Sydney was not the first attempt to control the use of EPO. Cross country skiers were subjected to blood tests starting in 1989; cyclists were given similar "health screening" tests by 1997. The results did not prove athletes were using EPO. The blood tests were used to determine the hematocrit(the percentage of hemoglobin-the protein that transports oxygen-- compared to plasma in the blood) of the athletes. The test used on the skiers measured hemoglobin concentration in the blood and set limits of 16.5 grams/deciliter of hemoglobin for women; 18.5 g/dl for men. UCI, the governing body for cycling, set a limit of 50% for men/47% for women on the hematocrit as a "health risk."
From 1972 until 1989, researchers had also looked for ways to detect blood doping. Various methods were investigated, but none were used prior to the time that the introduction of rHuEPO into the marketplace made blood doping a less attractive option for attempting to boost performance. Blood doping involves taking out a person's blood, separating the red cells from the plasma, storing the red cells under specific conditions, and later reinfusing them into the blood. It is not something easily accomplished. It requires the help of trained medical personnel and the use of the appropriate storage facilities for the blood. Often times the procedure would not be done properly and the athlete would get no benefit or become ill from the process. The risk of being caught was also greater because more people were involved.
The documented cases of blood doping all involved instances when someone involved in the procedure confessed to the violation. Thus, the introduction of EPO into the mix in 1989 was welcome by both those attempting to cheat and those attempting to catch them. The cheaters because it provided a more dependable, less risky form of blood boosting, and the "police" because they now had a substance to detect. The troubling byproduct, however, is the fact that athletes today could still go back to blood doping as a method of enhancing performance as there are still no testing methods that can detect it.

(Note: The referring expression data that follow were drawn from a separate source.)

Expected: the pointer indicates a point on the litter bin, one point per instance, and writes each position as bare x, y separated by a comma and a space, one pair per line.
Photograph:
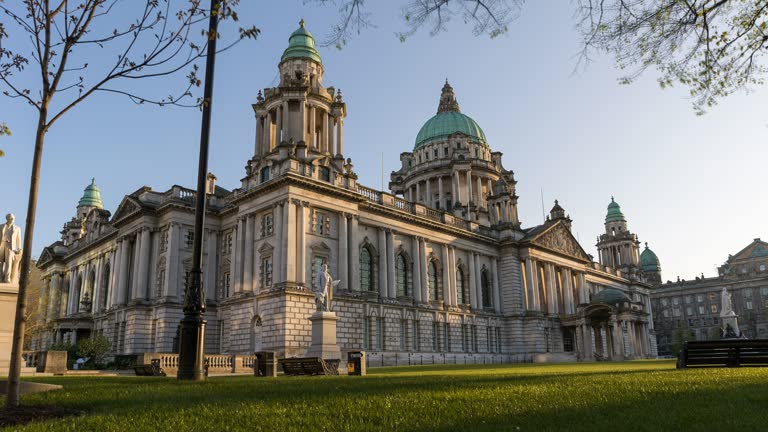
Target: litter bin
265, 364
356, 363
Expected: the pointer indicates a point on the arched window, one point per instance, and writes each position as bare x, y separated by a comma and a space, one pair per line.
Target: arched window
460, 286
105, 287
432, 281
487, 291
264, 175
366, 270
401, 276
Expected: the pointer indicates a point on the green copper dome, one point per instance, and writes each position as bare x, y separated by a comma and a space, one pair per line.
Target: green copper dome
301, 44
649, 261
448, 121
91, 196
614, 213
609, 296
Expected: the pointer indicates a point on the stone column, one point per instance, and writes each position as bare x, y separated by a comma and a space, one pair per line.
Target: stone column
383, 282
496, 291
428, 201
323, 139
452, 267
257, 144
237, 278
122, 283
340, 136
424, 268
289, 241
144, 258
418, 192
478, 282
354, 255
301, 253
455, 188
312, 128
210, 266
416, 277
446, 275
532, 275
343, 270
248, 220
480, 198
134, 288
472, 280
440, 194
469, 187
277, 254
391, 288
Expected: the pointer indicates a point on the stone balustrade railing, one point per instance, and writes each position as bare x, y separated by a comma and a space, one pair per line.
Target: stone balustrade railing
216, 364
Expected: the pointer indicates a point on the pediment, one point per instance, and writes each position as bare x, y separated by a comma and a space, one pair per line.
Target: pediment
127, 207
560, 239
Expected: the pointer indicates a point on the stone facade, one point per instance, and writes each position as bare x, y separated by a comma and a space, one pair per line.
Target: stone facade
440, 268
691, 309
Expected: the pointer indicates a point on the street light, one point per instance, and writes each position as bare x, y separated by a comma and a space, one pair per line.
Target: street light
192, 331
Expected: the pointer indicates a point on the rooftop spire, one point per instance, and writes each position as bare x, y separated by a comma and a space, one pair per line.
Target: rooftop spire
448, 101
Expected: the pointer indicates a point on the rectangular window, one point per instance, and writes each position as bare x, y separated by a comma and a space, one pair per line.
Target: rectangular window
447, 337
322, 224
267, 225
266, 272
226, 285
403, 333
435, 345
380, 334
416, 342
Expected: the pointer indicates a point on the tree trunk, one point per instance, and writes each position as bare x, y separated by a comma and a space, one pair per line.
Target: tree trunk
12, 399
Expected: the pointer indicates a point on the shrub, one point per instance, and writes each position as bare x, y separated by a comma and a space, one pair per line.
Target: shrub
96, 348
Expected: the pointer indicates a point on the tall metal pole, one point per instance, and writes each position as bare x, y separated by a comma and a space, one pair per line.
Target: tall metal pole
192, 337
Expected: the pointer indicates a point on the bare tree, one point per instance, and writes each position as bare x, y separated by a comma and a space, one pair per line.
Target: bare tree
81, 47
489, 17
713, 47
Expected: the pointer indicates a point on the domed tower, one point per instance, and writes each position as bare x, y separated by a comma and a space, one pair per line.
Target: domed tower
91, 199
452, 168
651, 266
300, 111
618, 247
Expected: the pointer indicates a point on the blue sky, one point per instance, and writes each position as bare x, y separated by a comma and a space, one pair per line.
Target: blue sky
693, 187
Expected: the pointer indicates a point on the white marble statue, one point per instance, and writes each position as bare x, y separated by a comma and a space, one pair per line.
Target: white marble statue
10, 250
726, 304
323, 289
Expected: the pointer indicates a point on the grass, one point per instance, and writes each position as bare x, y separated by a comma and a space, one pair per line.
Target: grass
640, 395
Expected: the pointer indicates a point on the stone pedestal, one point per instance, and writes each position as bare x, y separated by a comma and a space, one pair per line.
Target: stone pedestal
731, 320
8, 295
324, 336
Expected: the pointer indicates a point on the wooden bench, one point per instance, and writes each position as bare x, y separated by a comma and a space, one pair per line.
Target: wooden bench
309, 366
726, 352
152, 369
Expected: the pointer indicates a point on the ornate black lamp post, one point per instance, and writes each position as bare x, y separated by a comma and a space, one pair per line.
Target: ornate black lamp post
192, 337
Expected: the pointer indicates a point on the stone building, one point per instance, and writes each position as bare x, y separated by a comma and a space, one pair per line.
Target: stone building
438, 265
691, 309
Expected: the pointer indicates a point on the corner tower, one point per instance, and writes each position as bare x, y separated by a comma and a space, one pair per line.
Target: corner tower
300, 111
618, 247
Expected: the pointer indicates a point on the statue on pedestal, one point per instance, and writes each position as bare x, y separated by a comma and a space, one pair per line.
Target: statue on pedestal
10, 250
323, 289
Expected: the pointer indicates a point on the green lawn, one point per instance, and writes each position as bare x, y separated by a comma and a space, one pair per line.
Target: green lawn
641, 395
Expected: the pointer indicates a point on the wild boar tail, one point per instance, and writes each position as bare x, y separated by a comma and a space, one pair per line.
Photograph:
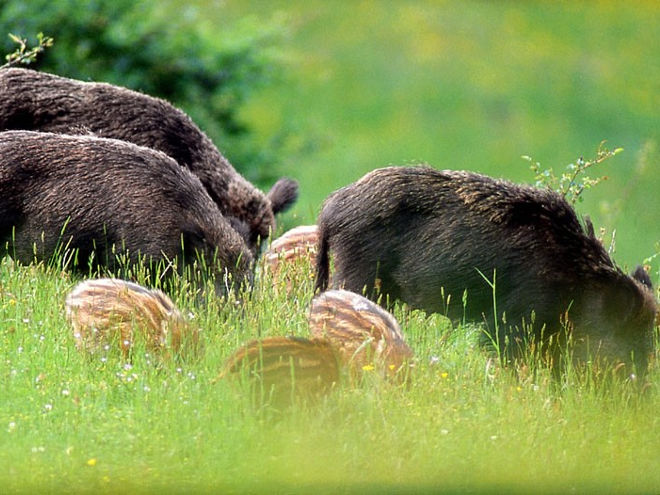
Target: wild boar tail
322, 263
283, 194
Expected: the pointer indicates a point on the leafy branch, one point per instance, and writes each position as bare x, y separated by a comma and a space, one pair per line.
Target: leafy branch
572, 183
24, 54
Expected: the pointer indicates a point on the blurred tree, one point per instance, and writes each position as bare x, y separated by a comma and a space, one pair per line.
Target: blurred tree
164, 49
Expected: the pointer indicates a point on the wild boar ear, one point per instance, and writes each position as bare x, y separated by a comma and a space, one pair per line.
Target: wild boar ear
642, 277
283, 194
589, 227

There are those who would argue that the methods presently being used to detect the use of rHuEPO are not effective either. To understand this issue, it's necessary for a short lesson in physiology. The body is an amazingly sophisticated and complex organism. Through a variety of different mechanisms, control over all human functions are maintained. One of these functions is oxygen transport. Red blood cells play an important role in oxygen transport. EPO is a glycoprotein that stimulates the body to produce red blood cells.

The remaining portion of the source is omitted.